2009-03-20 / Columnists

Eye On Physical Therapy

Commentary By Dr. Tim Rohrs, DPT

One of the most amazing aspects of being a physical therapist, or any health care professional for that matter, is the ability to learn and observe people's behavior when faced with adversity. For some with injuries and pain, the need to know the cause for their injury is paramount. In fact, for them the outcome of their intervention is linked to their understanding or comprehension of the nature of their condition. Their favorite question is "why?"

"Why did this pain in my back develop out of nowhere?" "Why did my meniscus tear, if I did not fall or injure it?" "I woke up one morning with a frozen shoulder, why?" These questions are normal and expected by health care providers. For a small percentage of patients these questions are repeated every visit. I am guessing that my answers are not satisfactory, thus necessitating the repeated questioning. For those who know me, I am not one to just make up an answer to placate the patient. I am also not afraid to say, "I don't know." I am quite sure that the recipient of that golden nugget of wisdom is frustrated to say the least. I usually put forth at least two theories as to why their condition started and a theory as to the progression and a prognosis.
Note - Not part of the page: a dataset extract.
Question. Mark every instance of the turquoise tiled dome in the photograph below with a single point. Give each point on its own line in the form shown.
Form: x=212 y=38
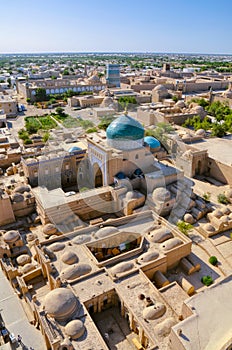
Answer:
x=152 y=142
x=125 y=128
The knowing "why" can help a patient rest a little easier. It certainly can help prevent a future occurrence of the same condition. The sad truth is that in many cases, barring a traumatic onset such as a motor vehicle accident, or a fall, there is no way to truly know why a condition developed. For those who treat these conditions it is less important than it is to the patient. Our job is to treat what we see. Our job is to alleviate pain and inflammation, correct underlying movement dysfunctions, and improve strength and ROM.

After close to 13 years of practicing, I can usually pick up on non-verbal cues from patients who "need to know." Without a satisfactory answer to "why," they usually progress very slowly, if at all. It is as if healing cannot take place if this question is not answered. For those reading today's column, I suggest not to worry so much about the why. In a sense, the why is in the past and today is for treating and healing. The future will include a plan to prevent a reoccurrence. Our task is the "how"; how are we going to make you better.